The Centennial Approaches
Summer 2025 brought the most significant culinary change in a decade at Gurney’s Montauk. After Scarpetta Beach closed in December 2024, the resort unveiled its first-ever flagship restaurant: Gigi’s Montauk. Executive Chef Jason Lee, who trained under Michael Mina, now leads a kitchen focused on New American Coastal Cuisine.
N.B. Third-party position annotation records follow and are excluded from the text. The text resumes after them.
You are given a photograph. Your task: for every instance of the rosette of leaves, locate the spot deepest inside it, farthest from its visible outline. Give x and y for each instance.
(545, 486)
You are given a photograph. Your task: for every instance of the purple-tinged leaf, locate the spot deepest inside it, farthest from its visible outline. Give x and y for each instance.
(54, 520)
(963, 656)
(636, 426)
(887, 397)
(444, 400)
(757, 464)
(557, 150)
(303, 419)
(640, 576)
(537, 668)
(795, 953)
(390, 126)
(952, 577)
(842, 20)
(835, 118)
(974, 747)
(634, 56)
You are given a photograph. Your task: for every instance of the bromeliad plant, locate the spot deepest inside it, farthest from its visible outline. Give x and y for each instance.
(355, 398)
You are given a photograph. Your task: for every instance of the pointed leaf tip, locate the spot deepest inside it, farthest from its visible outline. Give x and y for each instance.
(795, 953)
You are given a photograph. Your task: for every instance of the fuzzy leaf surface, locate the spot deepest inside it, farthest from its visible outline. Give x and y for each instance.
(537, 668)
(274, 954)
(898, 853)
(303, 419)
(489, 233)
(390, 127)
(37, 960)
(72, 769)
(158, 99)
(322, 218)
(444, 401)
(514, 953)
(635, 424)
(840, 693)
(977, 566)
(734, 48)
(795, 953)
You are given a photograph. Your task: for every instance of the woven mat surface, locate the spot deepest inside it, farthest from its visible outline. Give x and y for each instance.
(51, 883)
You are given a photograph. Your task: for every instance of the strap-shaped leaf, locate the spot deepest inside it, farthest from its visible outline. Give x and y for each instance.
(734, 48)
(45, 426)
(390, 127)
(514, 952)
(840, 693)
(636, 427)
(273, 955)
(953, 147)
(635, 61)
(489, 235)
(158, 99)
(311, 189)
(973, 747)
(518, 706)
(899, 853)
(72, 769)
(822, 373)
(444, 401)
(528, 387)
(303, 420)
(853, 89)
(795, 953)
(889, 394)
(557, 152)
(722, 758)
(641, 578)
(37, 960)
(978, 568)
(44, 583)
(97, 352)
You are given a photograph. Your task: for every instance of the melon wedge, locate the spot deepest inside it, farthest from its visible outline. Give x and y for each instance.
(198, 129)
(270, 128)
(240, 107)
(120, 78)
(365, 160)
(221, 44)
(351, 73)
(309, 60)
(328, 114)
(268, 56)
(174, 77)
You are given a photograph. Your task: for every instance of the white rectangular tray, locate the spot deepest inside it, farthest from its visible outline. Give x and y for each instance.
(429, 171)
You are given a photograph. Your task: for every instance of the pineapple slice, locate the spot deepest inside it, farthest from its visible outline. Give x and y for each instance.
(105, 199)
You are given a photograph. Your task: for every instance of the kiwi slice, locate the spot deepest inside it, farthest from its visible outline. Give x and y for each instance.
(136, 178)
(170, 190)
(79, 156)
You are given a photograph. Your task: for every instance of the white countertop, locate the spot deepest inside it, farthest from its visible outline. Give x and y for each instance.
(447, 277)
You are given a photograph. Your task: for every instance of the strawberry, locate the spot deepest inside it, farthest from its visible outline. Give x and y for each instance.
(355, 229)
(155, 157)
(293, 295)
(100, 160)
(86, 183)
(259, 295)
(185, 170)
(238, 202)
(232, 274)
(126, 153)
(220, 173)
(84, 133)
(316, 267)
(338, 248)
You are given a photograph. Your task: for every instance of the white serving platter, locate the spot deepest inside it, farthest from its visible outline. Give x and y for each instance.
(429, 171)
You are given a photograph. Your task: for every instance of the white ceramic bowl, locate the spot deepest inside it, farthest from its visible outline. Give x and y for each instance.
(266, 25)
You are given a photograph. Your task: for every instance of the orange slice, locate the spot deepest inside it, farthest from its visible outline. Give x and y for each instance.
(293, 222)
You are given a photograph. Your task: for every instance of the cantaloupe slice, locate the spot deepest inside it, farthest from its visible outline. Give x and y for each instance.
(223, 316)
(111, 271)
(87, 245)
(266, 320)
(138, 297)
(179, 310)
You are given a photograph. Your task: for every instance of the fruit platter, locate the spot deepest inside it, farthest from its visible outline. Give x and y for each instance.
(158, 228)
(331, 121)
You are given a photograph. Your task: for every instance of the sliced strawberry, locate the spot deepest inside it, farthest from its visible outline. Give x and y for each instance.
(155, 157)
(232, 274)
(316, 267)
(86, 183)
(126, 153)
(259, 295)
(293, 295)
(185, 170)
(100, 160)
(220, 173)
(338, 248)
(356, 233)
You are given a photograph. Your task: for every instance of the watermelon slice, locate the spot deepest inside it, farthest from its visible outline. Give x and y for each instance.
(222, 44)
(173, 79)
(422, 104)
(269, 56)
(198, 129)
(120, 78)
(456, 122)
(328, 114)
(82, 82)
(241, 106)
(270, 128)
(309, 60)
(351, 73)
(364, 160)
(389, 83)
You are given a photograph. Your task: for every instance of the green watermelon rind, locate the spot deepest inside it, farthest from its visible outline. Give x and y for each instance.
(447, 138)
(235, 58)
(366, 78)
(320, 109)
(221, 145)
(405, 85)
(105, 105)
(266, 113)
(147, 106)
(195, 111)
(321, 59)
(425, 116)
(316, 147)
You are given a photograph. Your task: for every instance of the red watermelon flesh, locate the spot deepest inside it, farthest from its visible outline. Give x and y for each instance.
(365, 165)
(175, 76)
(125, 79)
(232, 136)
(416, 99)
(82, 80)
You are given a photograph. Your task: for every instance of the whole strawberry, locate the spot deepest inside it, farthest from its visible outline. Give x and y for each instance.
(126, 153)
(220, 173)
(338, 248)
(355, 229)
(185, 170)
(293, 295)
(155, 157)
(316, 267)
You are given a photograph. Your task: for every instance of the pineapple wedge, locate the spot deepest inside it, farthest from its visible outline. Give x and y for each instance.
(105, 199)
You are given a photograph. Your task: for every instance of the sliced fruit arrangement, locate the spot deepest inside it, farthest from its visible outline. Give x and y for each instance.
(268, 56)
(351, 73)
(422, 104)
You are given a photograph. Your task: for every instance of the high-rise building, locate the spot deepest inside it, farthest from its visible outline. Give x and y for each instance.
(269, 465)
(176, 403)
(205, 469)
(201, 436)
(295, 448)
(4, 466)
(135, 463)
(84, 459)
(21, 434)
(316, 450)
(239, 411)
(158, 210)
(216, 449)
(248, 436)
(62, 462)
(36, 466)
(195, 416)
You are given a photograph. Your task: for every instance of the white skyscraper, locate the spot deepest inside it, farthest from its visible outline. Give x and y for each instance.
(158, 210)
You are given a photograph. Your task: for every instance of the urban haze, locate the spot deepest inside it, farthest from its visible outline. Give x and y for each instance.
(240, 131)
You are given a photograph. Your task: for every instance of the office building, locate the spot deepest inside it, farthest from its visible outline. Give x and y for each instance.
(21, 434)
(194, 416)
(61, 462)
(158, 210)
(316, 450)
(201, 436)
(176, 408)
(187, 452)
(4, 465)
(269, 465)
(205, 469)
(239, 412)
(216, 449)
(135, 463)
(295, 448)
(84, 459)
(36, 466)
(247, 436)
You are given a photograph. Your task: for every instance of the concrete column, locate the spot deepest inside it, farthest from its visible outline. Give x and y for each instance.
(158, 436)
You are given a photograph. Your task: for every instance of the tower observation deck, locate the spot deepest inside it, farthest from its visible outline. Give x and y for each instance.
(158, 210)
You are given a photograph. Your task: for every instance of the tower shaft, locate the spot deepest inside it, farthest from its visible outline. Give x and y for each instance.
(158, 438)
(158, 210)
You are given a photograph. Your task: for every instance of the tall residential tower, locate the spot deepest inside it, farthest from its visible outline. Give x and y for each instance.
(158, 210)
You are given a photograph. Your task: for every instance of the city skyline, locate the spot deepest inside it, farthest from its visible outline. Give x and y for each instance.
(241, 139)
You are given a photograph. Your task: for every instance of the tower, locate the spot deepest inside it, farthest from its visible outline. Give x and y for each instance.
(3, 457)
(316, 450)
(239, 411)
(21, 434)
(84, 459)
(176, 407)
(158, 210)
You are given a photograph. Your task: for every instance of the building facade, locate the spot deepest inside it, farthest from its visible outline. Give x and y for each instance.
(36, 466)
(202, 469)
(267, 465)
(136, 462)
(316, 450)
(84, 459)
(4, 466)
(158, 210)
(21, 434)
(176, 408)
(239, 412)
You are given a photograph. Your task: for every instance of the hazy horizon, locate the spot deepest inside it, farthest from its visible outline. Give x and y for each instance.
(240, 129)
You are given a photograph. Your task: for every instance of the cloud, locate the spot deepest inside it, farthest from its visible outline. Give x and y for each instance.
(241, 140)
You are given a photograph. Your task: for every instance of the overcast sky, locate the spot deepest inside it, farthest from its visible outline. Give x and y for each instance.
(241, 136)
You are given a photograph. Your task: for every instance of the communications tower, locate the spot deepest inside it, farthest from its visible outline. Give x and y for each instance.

Essentially, the menu celebrates what has always surrounded this place: fish from Montauk boats, produce from East End farms like Stone’s Throw in Sagaponack, and prime beef honoring Montauk’s history as cattle country.
Gigi’s commands ninety-two seats inside plus another one hundred twenty-five on a patio with panoramic ocean views. In fact, it is the second-largest restaurant in the Hamptons. Among the signature dishes, angry lobster smothered in sriracha butter demands attention. Additionally, the phyllo-crusted halibut and bone-in tuna chop have both earned critical acclaim. Dan’s Papers, for example, called Gigi’s one of the top ten dining experiences on eastern Long Island.
Summer 2026 marks the resort’s centennial, which promises to be a landmark occasion. One hundred years will have passed since Maude Gurney built her teetotaler’s retreat on these bluffs. Undoubtedly, the anniversary will bring expanded programming, special packages, and renewed attention. Expect the Dolce & Gabbana partnership to continue. Likewise, expect the Beach Club cabanas to book faster than any other reservation on the East End.
George Filopoulos died in August 2023 at fifty-four, taken by pancreatic cancer at the height of his vision for Gurney’s Montauk. Nevertheless, he left behind a thriving company and a community that mourned him as a true Montauk visionary. Today, the resort continues under the leadership of President and COO Michael Nenner. The beach still stretches half a mile, and the seawater still pumps from the Atlantic. Above all, the only year-round resort in Montauk remains open for whatever comes next.